About
President Emerita Susan Hockfield has retired from active research and is no longer accepting students or research staff.
Susan Hockfield has distinguished herself in a career that has spanned advanced scientific research and the presidency of one of the premier institutions of science and engineering in the world.
After earning a B.A. in biology from the University of Rochester and a Ph.D. from Georgetown University at the School of Medicine, Dr. Hockfield was an NIH postdoctoral fellow at the University of California at San Francisco. She then joined the scientific staff at the Cold Spring Harbor Laboratory in New York. Joining the faculty of Yale University in 1985, Dr. Hockfield focused her research on the development of the brain and on glioma, a deadly form of brain cancer, and pioneered the use of monoclonal antibody technology in brain research. She gained tenure in 1994 and was later named the William Edward Gilbert Professor of Neurobiology.
At Yale, Dr. Hockfield emerged as a strong, innovative university leader, first as dean of its Graduate School of Arts and Sciences, with oversight of more than 70 graduate programs, and then as provost, Yale’s chief academic and administrative officer.
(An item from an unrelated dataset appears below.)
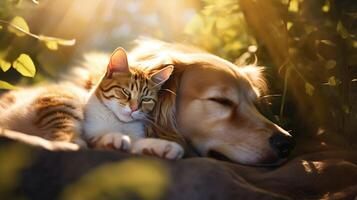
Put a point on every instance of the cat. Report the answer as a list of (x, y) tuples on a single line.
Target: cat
[(112, 115)]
From December 2004 through June 2012, Dr. Hockfield served as the sixteenth president of MIT, where she continues to hold a faculty appointment as professor of neuroscience.
Research
My laboratory has studied molecular substrates of mammalian development. We identified a family of glycovariants of the extracellular matrix (ECM) proteoglycan, aggrecan, whose expression is regulated by neuronal activity early in an animal's life. Expression of the aggrecan glycoforms is regulated in parallel with critical period events and may play a role in stabilizing mature synaptic relationships. A related ECM protein, BEHAB/brevican, is expressed when glial cells travel during development and after brain injury. BEHAB/brevican is also expressed at very high levels in brain tumors, and can mediate the motility of tumor cells. A key feature of our work has been to bring biochemical and molecular biological techniques to the classical anatomical analysis of mammalian CNS development.
Publications
Hockfield S. The next innovation revolution. Science. 2009 Feb 27;323(5918):1147.
Viapiano MS, Hockfield S, Matthews RT. BEHAB/brevican requires ADAMTS-mediated proteolytic cleavage to promote glioma invasion. J Neurooncol. 2008 Jul;88(3):261-72. Epub 2008 Apr 9.
Viapiano MS, Bi WL, Piepmeier J, Hockfield S, Matthews RT. Novel tumor-specific isoforms of BEHAB/brevican identified in human malignant gliomas. Cancer Res. 2005 Aug 1;65(15):6726-33.
Viapiano MS, Matthews RT, Hockfield S. A novel membrane-associated glycovariant of BEHAB/brevican is up-regulated during rat brain development and in a rat model of invasive glioma. J Biol Chem. 2003 Aug 29;278(35):33239-47. Epub 2003 Jun 10.